Returning back to New York, I stayed with a Jazz singer in Brooklyn. Taking me to underground jazz bars and introducing me to blues like I had never heard before, I became obsessed by the saxophone and clarinet - the tones and styles that came out of the instrument blew my mind! When the band all gathered and spontaneously broke out, everything meshed together, you felt the passion, the rawness of the instrument and the soul. Sipping a whisky and ice, it seemed the perfect drink for an occasion of Jazz, these nights continued to 6am, a collection of musicians who came to play a 'jam’, playing what they felt fitted with relation to other instruments and beats, interrupting with a sudden, dramatic solo.
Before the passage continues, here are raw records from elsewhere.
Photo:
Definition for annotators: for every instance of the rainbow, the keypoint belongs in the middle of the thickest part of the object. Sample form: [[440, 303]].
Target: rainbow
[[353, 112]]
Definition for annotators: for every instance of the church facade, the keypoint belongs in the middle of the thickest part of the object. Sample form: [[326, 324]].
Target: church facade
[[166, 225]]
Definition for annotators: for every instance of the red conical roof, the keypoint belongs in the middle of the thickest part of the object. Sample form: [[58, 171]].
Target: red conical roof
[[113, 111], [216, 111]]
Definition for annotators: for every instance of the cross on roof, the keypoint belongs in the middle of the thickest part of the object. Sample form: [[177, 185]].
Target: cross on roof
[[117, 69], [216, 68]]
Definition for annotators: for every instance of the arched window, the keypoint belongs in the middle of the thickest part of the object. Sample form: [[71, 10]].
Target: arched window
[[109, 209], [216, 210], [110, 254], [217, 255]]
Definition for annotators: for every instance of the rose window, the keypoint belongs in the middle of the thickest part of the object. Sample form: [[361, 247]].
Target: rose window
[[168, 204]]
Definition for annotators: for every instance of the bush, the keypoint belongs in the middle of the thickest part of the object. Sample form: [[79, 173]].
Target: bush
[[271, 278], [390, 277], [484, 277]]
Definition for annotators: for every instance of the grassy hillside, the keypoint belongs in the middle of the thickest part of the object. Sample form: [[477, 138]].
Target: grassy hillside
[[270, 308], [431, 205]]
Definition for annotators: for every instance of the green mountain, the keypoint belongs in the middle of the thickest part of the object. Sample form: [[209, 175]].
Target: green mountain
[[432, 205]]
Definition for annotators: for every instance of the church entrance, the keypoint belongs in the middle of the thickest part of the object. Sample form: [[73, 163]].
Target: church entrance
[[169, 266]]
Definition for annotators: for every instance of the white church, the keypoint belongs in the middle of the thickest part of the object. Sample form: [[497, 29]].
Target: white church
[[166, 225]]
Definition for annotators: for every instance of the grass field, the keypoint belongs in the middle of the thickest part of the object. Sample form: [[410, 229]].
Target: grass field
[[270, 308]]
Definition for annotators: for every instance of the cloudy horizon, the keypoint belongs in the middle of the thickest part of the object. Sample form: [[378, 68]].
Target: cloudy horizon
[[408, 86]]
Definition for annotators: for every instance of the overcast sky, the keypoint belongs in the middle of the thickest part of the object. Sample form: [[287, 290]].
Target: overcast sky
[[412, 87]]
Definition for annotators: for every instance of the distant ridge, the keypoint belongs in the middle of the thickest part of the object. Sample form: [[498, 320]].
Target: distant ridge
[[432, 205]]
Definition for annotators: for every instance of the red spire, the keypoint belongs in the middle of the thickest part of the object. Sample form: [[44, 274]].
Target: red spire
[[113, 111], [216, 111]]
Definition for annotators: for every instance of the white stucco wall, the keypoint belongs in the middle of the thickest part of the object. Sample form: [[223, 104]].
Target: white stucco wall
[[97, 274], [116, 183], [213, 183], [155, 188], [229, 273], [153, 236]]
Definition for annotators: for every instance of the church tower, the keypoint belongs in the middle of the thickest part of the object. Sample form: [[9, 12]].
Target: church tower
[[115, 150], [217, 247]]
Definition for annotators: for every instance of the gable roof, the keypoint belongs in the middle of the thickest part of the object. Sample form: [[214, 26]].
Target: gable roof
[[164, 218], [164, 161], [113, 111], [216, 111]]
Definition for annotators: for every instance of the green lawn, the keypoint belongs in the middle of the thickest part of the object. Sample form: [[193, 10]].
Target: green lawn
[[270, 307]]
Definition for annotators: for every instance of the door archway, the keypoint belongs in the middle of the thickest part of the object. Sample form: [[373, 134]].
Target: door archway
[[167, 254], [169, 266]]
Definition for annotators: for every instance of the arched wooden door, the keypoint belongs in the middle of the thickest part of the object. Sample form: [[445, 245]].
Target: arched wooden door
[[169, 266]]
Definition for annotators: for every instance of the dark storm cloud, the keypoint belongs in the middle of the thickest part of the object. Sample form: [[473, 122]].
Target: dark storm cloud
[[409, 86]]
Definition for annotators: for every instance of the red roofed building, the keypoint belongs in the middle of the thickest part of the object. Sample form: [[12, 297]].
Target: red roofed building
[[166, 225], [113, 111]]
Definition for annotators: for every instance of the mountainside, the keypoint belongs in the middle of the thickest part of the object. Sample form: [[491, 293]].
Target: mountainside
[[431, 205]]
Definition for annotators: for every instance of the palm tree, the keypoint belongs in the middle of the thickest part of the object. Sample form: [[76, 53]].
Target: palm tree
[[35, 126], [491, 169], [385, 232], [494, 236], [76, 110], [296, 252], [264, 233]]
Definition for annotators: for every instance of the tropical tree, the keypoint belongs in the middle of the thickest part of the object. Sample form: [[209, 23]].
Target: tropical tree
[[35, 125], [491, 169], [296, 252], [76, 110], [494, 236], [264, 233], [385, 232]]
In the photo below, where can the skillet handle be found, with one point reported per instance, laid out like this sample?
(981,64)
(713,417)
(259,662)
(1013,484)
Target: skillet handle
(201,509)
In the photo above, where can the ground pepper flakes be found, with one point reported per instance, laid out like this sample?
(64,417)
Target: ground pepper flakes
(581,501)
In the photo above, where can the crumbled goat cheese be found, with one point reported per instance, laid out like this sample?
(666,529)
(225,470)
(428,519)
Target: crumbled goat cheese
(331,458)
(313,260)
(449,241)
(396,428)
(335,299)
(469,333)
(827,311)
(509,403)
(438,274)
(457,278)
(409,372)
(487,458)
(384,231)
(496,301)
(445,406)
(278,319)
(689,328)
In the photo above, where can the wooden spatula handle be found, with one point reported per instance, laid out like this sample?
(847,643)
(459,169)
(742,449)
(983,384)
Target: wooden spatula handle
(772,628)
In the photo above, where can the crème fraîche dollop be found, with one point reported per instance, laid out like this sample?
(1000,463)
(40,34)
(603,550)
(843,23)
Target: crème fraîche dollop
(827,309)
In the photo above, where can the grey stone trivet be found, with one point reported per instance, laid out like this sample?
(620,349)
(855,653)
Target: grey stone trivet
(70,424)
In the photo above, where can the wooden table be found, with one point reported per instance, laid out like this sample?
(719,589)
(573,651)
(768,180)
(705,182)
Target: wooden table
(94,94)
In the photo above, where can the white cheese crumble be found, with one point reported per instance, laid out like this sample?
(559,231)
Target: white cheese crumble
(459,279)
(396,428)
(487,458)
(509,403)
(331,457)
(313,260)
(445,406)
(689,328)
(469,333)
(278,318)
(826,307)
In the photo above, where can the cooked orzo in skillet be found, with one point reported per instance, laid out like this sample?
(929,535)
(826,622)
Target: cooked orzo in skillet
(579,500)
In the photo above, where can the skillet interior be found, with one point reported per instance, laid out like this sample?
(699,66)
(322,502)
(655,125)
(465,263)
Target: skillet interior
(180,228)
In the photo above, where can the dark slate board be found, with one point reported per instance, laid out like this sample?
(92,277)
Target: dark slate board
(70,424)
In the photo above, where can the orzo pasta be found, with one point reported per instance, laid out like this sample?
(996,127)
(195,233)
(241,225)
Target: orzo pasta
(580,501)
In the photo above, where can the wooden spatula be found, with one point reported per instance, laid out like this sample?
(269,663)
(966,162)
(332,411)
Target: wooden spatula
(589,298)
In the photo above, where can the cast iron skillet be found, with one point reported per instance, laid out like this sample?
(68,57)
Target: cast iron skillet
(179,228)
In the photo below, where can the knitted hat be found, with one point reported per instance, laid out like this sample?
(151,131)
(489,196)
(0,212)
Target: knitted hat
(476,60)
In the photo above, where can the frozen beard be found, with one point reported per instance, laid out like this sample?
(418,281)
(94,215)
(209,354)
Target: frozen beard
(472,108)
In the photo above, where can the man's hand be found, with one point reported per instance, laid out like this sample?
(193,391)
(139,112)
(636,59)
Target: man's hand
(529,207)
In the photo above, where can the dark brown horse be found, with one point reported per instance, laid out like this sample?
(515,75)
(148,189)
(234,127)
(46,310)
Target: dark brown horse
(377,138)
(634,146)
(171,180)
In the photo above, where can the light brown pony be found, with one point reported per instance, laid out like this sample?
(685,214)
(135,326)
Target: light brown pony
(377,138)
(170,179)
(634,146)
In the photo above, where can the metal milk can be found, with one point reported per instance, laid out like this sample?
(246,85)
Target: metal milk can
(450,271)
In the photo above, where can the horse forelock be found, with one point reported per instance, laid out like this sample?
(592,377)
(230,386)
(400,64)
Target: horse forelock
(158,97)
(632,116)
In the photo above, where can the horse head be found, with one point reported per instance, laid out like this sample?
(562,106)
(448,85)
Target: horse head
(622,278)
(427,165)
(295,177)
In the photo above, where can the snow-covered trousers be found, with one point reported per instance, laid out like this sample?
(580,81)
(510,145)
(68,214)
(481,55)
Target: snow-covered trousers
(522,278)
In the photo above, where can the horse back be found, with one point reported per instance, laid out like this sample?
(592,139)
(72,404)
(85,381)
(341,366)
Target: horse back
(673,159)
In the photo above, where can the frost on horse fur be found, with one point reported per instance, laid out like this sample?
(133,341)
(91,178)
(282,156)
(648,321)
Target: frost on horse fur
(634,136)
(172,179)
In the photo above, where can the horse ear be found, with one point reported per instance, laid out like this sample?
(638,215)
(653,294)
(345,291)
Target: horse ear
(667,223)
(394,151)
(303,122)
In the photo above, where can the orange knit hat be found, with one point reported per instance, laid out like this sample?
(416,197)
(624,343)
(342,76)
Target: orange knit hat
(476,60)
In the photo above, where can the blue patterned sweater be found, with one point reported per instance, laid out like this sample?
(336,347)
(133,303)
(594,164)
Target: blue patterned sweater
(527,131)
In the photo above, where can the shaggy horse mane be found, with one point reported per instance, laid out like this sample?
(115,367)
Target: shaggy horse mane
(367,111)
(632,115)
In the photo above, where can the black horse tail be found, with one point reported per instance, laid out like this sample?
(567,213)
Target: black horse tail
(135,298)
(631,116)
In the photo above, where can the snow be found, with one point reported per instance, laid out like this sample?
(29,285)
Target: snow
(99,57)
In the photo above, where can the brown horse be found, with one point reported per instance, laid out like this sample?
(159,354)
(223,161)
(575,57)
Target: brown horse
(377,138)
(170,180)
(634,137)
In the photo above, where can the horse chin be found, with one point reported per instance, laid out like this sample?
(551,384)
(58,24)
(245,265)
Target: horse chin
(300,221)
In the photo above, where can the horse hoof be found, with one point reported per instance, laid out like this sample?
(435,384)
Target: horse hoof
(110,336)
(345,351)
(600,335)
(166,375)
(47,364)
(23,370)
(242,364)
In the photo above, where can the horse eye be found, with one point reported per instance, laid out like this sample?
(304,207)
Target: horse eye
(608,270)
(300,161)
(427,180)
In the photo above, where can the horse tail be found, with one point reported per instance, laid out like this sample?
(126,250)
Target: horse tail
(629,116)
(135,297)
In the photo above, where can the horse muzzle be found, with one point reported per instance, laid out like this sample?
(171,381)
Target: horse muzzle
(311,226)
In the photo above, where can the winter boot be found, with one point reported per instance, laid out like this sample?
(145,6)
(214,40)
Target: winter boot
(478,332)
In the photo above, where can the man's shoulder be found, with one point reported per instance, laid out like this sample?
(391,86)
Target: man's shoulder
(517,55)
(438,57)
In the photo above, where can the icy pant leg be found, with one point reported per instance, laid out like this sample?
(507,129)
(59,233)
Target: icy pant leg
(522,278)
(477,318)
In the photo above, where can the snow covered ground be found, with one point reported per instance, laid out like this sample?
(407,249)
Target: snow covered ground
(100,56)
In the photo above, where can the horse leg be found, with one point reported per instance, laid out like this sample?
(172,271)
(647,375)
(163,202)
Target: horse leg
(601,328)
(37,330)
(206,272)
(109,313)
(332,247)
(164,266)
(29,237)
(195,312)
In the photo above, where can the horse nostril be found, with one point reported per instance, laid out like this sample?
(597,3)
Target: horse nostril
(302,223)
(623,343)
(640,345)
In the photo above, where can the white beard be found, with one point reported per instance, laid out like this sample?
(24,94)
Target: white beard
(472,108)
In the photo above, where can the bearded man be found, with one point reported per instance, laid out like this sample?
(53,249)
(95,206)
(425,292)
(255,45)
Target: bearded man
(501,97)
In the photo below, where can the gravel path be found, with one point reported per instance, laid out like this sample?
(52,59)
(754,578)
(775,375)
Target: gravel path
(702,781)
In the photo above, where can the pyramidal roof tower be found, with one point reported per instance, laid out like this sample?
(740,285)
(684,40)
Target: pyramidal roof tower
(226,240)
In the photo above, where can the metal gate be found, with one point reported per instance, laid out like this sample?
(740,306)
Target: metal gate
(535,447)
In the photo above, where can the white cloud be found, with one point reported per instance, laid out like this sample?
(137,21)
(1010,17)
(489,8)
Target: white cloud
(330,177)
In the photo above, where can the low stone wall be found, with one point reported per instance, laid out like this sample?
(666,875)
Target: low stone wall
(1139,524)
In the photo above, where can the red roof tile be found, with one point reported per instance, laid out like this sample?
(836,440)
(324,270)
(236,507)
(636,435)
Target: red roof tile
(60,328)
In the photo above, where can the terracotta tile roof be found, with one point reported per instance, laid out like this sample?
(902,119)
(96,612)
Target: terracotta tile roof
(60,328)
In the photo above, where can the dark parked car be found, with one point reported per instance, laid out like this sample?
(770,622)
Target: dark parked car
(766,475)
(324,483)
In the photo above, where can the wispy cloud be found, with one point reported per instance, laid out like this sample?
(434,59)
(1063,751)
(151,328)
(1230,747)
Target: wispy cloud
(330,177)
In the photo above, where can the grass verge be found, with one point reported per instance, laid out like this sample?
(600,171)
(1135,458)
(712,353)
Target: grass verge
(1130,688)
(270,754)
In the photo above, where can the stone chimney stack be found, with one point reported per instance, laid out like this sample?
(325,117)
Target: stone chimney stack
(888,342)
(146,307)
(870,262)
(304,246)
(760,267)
When I opened my eyes, Jazz was everywhere - on the subway, by the drug store, playing in a cafe, individuals playing the clarinet whilst strolling down the street, a woman cooly singing Ella Fitzgerald, it was this scene of lust and passion, a total variation from the daytime in the city.
Shortly coming towards the end of my journey, I started to miss my home. I missed my fellow British accents, the American one had started to annoy me. America is a place of ambition, when your there you feel anything is possible, people are so desperate to get in - customs are so specific to who they dislike and who they like, they have the power to boot you out of their country yet people will beg on their knees to get in. Yet when there, people are still segregated by their cultures and not interacting with Americans, they’re not there to communicate with its people or understand its culture. They want a piece of the puzzle; they want the fame, the lifestyle, the success but more than anything they want the money.